Arrests in Paris as thousands join May Day protests across France
Hooded and black-clad protesters clashed in Paris on Saturday as thousands joined in traditional May Day protests across France to demand social and economic justice and voice their opposition to government plans to change unemployment benefits.
Police made 46 arrests in the capital, where garbage cans were set on fire and the windows of a bank branch were smashed, temporarily delaying the march.
More than 106,000 people marched across France, including 17,000 in Paris, according to the Interior Ministry.
The unionists were joined by members of the “Yellow Vests” movement, which sparked a wave of anti-government protests three years ago, and by workers from sectors hard hit by pandemic restrictions such as cultivation.
The marchers, mostly wearing masks that comply with coronavirus rules, carried banners that read: “Dividends, not unemployment benefits are the income of the lazy” and “We want to live, not survive.”
The police headquarters, which has deployed 5,000 agents in Paris, said it had prevented the anarchists of the “Black Bloc” from forming a group. Three police officers were injured in Paris.
“A lot of money goes to those who have a lot and less to those who have nothing, as evidenced by the unemployment insurance reform plan that we want to abolish,” said Philippe Martinez, president of the CGT.
About 300 gatherings were organized in cities like Lyon, Nantes, Lille and Toulouse.
Far-left leader Jean-Luc Melenchon and far-right leader Marine Le Pen, both of whom plan to challenge President Emmanuel Macron in next year’s presidential election, attended the events of May 1 .

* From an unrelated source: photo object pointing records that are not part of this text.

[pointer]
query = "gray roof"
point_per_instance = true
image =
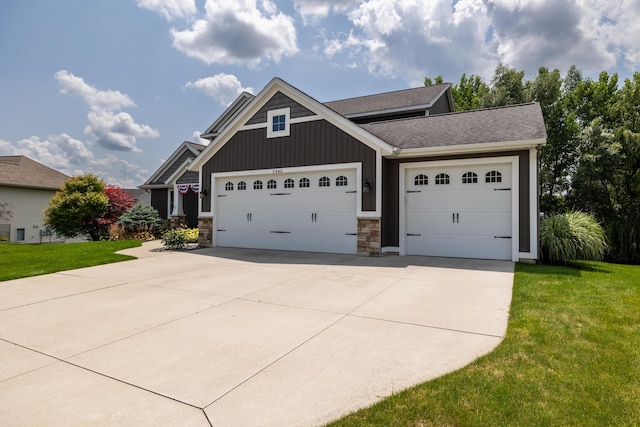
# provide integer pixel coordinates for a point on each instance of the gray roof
(417, 97)
(504, 124)
(21, 171)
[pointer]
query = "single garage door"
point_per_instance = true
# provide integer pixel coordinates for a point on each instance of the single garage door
(313, 211)
(459, 211)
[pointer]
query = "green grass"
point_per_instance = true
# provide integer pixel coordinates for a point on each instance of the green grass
(18, 260)
(571, 357)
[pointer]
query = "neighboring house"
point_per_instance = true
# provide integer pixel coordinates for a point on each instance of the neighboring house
(395, 172)
(27, 186)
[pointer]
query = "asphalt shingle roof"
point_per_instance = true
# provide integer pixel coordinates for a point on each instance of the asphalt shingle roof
(415, 97)
(21, 171)
(504, 124)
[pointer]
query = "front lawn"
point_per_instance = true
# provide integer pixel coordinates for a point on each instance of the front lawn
(18, 260)
(571, 357)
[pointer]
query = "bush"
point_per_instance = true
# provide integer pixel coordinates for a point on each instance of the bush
(570, 237)
(141, 218)
(179, 238)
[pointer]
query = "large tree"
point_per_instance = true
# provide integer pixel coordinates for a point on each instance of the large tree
(77, 209)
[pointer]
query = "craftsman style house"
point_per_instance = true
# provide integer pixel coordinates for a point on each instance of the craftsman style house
(393, 172)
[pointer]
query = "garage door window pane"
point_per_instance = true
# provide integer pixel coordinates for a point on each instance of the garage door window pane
(421, 180)
(442, 178)
(493, 176)
(470, 178)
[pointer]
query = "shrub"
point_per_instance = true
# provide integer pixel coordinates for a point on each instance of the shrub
(141, 218)
(570, 237)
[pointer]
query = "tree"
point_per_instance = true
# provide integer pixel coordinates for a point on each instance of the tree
(507, 87)
(469, 93)
(77, 209)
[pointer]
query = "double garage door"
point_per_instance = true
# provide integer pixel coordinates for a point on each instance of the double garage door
(306, 211)
(461, 211)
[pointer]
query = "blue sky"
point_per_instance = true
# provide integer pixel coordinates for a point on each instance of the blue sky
(113, 87)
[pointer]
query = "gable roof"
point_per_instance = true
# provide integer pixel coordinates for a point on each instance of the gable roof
(420, 98)
(21, 171)
(511, 125)
(183, 155)
(273, 87)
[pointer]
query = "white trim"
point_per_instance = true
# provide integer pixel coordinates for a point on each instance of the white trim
(286, 112)
(469, 148)
(515, 194)
(293, 121)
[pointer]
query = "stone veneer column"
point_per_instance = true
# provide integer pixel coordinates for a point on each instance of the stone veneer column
(368, 237)
(178, 221)
(205, 231)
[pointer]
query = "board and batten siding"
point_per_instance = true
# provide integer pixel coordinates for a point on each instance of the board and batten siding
(390, 203)
(310, 143)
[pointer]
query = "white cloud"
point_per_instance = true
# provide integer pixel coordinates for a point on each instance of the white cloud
(238, 32)
(111, 130)
(170, 9)
(73, 157)
(100, 100)
(413, 39)
(313, 11)
(225, 88)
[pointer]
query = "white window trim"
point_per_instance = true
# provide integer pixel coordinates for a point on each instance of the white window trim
(286, 112)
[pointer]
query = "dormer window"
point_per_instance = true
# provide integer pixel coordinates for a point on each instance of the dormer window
(278, 122)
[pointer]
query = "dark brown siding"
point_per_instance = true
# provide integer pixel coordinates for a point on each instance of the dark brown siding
(391, 202)
(441, 106)
(280, 101)
(190, 207)
(159, 199)
(310, 143)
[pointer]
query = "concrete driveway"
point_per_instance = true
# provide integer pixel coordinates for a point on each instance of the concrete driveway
(231, 337)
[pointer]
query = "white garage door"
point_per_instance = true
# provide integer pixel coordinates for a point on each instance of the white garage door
(459, 211)
(313, 211)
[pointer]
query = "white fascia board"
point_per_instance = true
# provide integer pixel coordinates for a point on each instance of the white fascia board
(174, 156)
(484, 147)
(278, 85)
(184, 167)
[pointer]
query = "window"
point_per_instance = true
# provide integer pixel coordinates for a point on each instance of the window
(278, 122)
(442, 178)
(469, 178)
(493, 176)
(421, 180)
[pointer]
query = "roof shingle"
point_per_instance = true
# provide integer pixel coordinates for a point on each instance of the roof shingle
(21, 171)
(504, 124)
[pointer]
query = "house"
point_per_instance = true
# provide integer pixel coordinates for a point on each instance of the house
(174, 189)
(26, 187)
(397, 172)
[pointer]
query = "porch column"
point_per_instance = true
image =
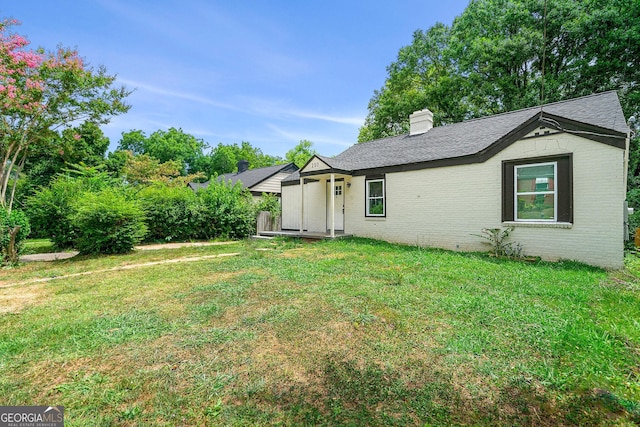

“My wish for the working class is that they can be freed from the fear of being unemployed,” Melenchon said during a protest in Lille, adding that he hoped to return to the northern city as president .
Le Pen, who had previously laid a wreath in Paris on the statue of Joan of Arc, the nationalist symbol of his party, warned of “total chaos” if Macron is re-elected.
Macron, the former investment banker who won the presidency in 2017 by promising a new way of doing politics, has seen his reform agenda bogged down in struggles with the unions, as the pandemic halted the planned overhaul of its retirement system.
France, which has the eighth highest death toll from coronavirus in the world, will begin lifting its third pandemic lockdown restrictions from Monday after infection rates drop.